Three major trade associations in the construction sector are advocating for extending the full expensing allowance to short-term rented machinery.
- The Construction Equipment Association, Construction Plant Hire Association, and Hire Association Europe have united in their appeal to the government.
- Introduced in 2021, the allowance was initially for two years, benefiting only end-users of new machinery.
- The associations argue that extending the allowance to hire equipment will aid the National Infrastructure Pipeline and housing goals.
- This extension could promote investment in environmentally friendly machines and stimulate the UK manufacturing sector.
In a concerted effort, the Construction Equipment Association (CEA), the Construction Plant Hire Association (CPA), and Hire Association Europe (HAE) have submitted a letter to Rachel Reeves MP, the chancellor of the exchequer. The letter urges the extension of the full expensing allowance to companies renting short-term construction machinery, a move anticipated to significantly affect the construction sector.

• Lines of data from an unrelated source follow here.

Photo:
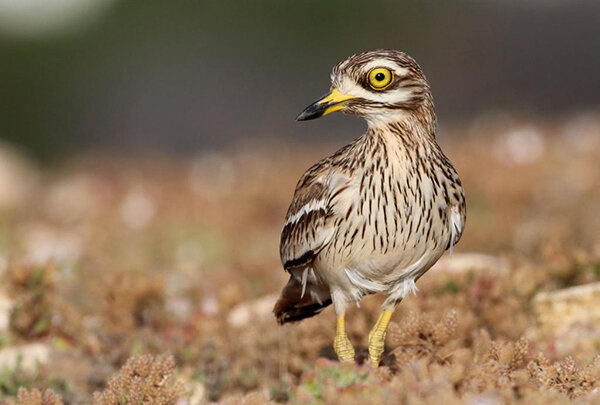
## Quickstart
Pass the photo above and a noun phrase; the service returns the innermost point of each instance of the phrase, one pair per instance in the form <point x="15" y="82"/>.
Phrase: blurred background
<point x="182" y="76"/>
<point x="148" y="155"/>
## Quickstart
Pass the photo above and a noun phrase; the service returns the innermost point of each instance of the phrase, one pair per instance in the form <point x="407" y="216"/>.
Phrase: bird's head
<point x="381" y="86"/>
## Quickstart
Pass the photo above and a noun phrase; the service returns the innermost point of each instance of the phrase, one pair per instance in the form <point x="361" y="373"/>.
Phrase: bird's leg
<point x="377" y="337"/>
<point x="341" y="344"/>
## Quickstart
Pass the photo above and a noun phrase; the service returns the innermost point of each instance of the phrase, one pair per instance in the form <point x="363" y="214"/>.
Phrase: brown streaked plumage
<point x="378" y="213"/>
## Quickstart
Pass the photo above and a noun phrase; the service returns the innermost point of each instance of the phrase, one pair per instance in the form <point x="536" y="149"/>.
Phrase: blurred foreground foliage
<point x="151" y="280"/>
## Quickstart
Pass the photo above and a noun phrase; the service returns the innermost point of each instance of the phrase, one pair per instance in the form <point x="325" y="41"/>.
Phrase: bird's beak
<point x="332" y="102"/>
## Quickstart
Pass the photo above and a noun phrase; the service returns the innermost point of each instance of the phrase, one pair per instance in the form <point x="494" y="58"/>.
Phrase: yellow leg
<point x="341" y="344"/>
<point x="377" y="337"/>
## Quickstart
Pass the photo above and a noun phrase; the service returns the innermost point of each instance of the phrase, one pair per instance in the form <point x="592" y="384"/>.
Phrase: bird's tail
<point x="294" y="304"/>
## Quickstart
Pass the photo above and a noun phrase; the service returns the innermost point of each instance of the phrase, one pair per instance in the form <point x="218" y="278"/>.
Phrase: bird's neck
<point x="416" y="126"/>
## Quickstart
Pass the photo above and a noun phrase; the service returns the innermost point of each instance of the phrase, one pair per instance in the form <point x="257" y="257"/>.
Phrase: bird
<point x="377" y="214"/>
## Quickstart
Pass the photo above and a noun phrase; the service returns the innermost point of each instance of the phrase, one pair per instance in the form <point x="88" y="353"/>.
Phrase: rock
<point x="17" y="178"/>
<point x="244" y="313"/>
<point x="570" y="318"/>
<point x="43" y="243"/>
<point x="5" y="307"/>
<point x="72" y="199"/>
<point x="137" y="209"/>
<point x="465" y="262"/>
<point x="30" y="356"/>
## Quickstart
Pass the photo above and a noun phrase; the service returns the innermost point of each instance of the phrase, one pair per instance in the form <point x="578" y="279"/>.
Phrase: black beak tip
<point x="303" y="116"/>
<point x="311" y="112"/>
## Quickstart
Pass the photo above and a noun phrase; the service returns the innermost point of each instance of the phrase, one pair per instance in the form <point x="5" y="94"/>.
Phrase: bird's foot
<point x="377" y="338"/>
<point x="376" y="346"/>
<point x="343" y="348"/>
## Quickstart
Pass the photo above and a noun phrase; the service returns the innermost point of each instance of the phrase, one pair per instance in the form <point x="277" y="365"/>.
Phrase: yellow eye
<point x="380" y="78"/>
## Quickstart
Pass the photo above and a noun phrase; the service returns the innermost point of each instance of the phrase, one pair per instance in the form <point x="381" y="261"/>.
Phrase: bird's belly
<point x="385" y="246"/>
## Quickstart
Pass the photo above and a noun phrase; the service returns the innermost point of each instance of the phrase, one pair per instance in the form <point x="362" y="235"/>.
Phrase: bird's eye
<point x="380" y="78"/>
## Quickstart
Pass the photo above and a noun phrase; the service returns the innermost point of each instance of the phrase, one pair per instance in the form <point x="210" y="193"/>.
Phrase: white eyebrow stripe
<point x="313" y="205"/>
<point x="398" y="71"/>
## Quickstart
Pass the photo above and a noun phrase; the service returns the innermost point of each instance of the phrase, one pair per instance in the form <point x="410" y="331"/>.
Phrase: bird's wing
<point x="310" y="221"/>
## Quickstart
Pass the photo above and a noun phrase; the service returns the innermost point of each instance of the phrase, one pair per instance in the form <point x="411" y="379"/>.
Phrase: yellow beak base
<point x="332" y="102"/>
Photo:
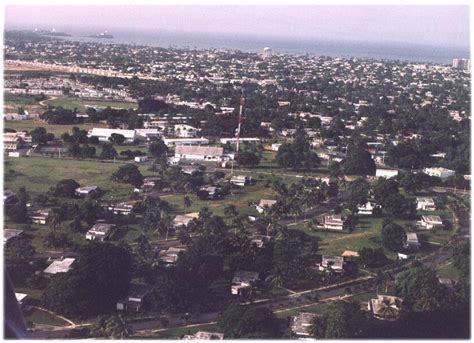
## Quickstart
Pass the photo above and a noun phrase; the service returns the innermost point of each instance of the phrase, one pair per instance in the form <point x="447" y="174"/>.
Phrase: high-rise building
<point x="462" y="63"/>
<point x="267" y="52"/>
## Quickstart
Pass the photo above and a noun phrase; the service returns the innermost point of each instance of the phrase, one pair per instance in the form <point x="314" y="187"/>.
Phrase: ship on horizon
<point x="104" y="34"/>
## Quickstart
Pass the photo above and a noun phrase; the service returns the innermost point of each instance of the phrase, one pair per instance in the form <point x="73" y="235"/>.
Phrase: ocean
<point x="346" y="49"/>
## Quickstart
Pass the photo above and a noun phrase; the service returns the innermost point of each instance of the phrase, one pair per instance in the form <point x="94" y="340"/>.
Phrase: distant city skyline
<point x="444" y="26"/>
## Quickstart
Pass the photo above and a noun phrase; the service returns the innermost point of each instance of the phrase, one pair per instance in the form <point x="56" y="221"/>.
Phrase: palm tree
<point x="387" y="311"/>
<point x="274" y="280"/>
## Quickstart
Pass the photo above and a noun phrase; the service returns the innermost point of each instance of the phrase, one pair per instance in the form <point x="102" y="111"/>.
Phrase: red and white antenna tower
<point x="241" y="110"/>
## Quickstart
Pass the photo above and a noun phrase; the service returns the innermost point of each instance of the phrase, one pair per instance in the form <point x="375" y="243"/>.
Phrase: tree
<point x="420" y="289"/>
<point x="158" y="148"/>
<point x="65" y="188"/>
<point x="187" y="201"/>
<point x="98" y="280"/>
<point x="40" y="136"/>
<point x="393" y="236"/>
<point x="357" y="194"/>
<point x="344" y="320"/>
<point x="372" y="258"/>
<point x="128" y="173"/>
<point x="239" y="321"/>
<point x="298" y="155"/>
<point x="383" y="189"/>
<point x="462" y="258"/>
<point x="358" y="161"/>
<point x="108" y="152"/>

The full expensing allowance, initially introduced by then-Chancellor Rishi Sunak in April 2021, allowed companies investing in new plant and machinery to deduct 130% of the investment cost from their taxable profits. Initially a temporary measure lasting two years, aimed as a post-COVID economic stimulus, it was later made permanent in November 2023 by Chancellor Jeremy Hunt. Despite such developments, companies involved in hiring out unoperated plant have been excluded from the scheme, much to the chagrin of industry stakeholders.
The representative bodies argue that allowing rental firms to benefit from this tax incentive would not only correct an existing disparity within the taxation framework but also provide a much-needed boost to the capacity of the construction industry. This change could enhance the sector’s ability to meet the ambitious objectives set by the government, particularly regarding the National Infrastructure Pipeline and housing targets.
Moreover, incentivising the investment in new, greener machinery is seen as a pivotal shift towards reducing emissions, hence supporting the UK’s environmental ambitions. Given that a significant proportion, 43%, of construction machinery sold within the UK is domestically manufactured, the associations assert that this could create an economic ripple effect, resulting in a £26 million net benefit to the Treasury through increased sales.
Such legislative adjustments are seen not merely as fiscal revisions but as strategic enhancements to the industry’s operational fabric, poised to unlock new levels of efficiency, sustainability, and growth potential.
The call for extending the full expensing allowance reflects a crucial step towards aligning tax policies with industry growth and environmental goals.